Since they're pacifists, the ondonti probably shouldn't get as much Strength as regular orcs (if we drop the Wisdom penalty, it should balance out). We can probably keep -2 Intelligence; they aren't any smarter than standard orcs. 


Quote:
Originally Posted by BOZ 01-09-06 06:07 PM
not so sure about that.
Quote:

Quote:
Adult ondontis (male and female) have Strength scores ranging from 1 7 to 1 9 and Constitution scores from 16 to 18.  


Quote:
Originally Posted by Shade 01-09-06 06:12 PM
I compared this to what orcs had in the 2E Monstrous Compendium, and ondontis are actually stronger than most orcs!  


Quote:
Originally Posted by BOZ 01-09-06 06:19 PM
so let it be written; so let it be done.   

So how about...

+6 Strength, -2 Intelligence, +2 Wisdom, -2 Charisma?


----------



## dhaga (Jul 7, 2006)

Shade said:
			
		

> +6 Strength, -2 Intelligence, +2 Wisdom, -2 Charisma?
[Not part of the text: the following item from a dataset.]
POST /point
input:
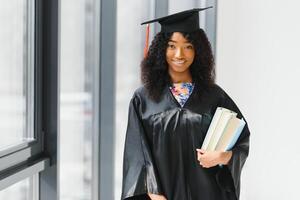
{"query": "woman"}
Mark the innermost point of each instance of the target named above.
(169, 117)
Looks good to me.  Stronger than most Orcs, and wiser


----------



## Aspect of BOZ (Jul 7, 2006)

oddly enough, we have a Dex of 9, but get penalties to Int and Cha instead?


----------



## Shade (Jul 7, 2006)

Yeah, I'm not sure how we got those stats.  Nothing in the old entries indicates they have poorer than average Dexterity.  Nor does it suggest that they are smarter or more charismatic than regular orcs.   Definitely stronger, though, and probably wiser.


----------



## dhaga (Jul 7, 2006)

How's this?

For stats:
Str 19, Dex <same as orc>, Con 16, Int <same as orc>, Wis 14, Cha <same as orc>

Racial modifiers when needed:
+6 Strength, -2 Intelligence, +2 Wisdom, -2 Charisma


----------



## Shade (Jul 10, 2006)

Since it is a 1st-level warrior, we'll apply our racial modifiers to the standard array (13, 12, 11, 10, 9, 8).

So, we could go with:

Str 13, Dex 11, Con 12, Int 10, Wis 9, Cha 8
+6 Strength, -2 Intelligence, +2 Wisdom, -2 Charisma

Giving us:
Str 19, Dex 11, Con 12, Int 8, Wis 11, Cha 6

Alternatively:
Str 13, Dex 10, Con 12, Int 9, Wis 11, Cha 8
+6 Strength, -2 Intelligence, +2 Wisdom, -2 Charisma

Giving us:
Str 19, Dex 9, Con 12, Int 8, Wis 13, Cha 6


----------



## Mortis (Jul 10, 2006)

Shade said:
			
		

> Alternatively:
> Str 13, Dex 10, Con 12, Int 9, Wis 11, Cha 8
> +6 Strength, -2 Intelligence, +2 Wisdom, -2 Charisma
> 
> ...




Surely that should be:
Str 19, Dex 10, Con 12, Int 7, Wis 11, Cha 6 

However, I slightly prefer option 1.

Regards
Mortis


----------



## Aspect of BOZ (Jul 10, 2006)

They may not work perfectly with the standard array.  The flavor text did say that adults have Con scores of 16-18.  their Int was from 8-10, so if we need to take a penalty there (I would make Int no lower than 9), we can do that.  I think we wanted to avoid a Cha penalty since they are Clerics by preference, which probably has something to do with where the Dex penalty came in.  I'm fine with say Cha 9 and Dex 10 or so.


----------



## Shade (Jul 10, 2006)

Mortis said:
			
		

> Surely that should be:
> Str 19, Dex 10, Con 12, Int 7, Wis 11, Cha 6




Wouldn't that be Str 19, Dex 10, Con 12, Int 7, Wis 13, Cha 6?    



			
				Aspect of BOZ said:
			
		

> They may not work perfectly with the standard array. The flavor text did say that adults have Con scores of 16-18. their Int was from 8-10, so if we need to take a penalty there (I would make Int no lower than 9), we can do that. I think we wanted to avoid a Cha penalty since they are Clerics by preference, which probably has something to do with where the Dex penalty came in. I'm fine with say Cha 9 and Dex 10 or so.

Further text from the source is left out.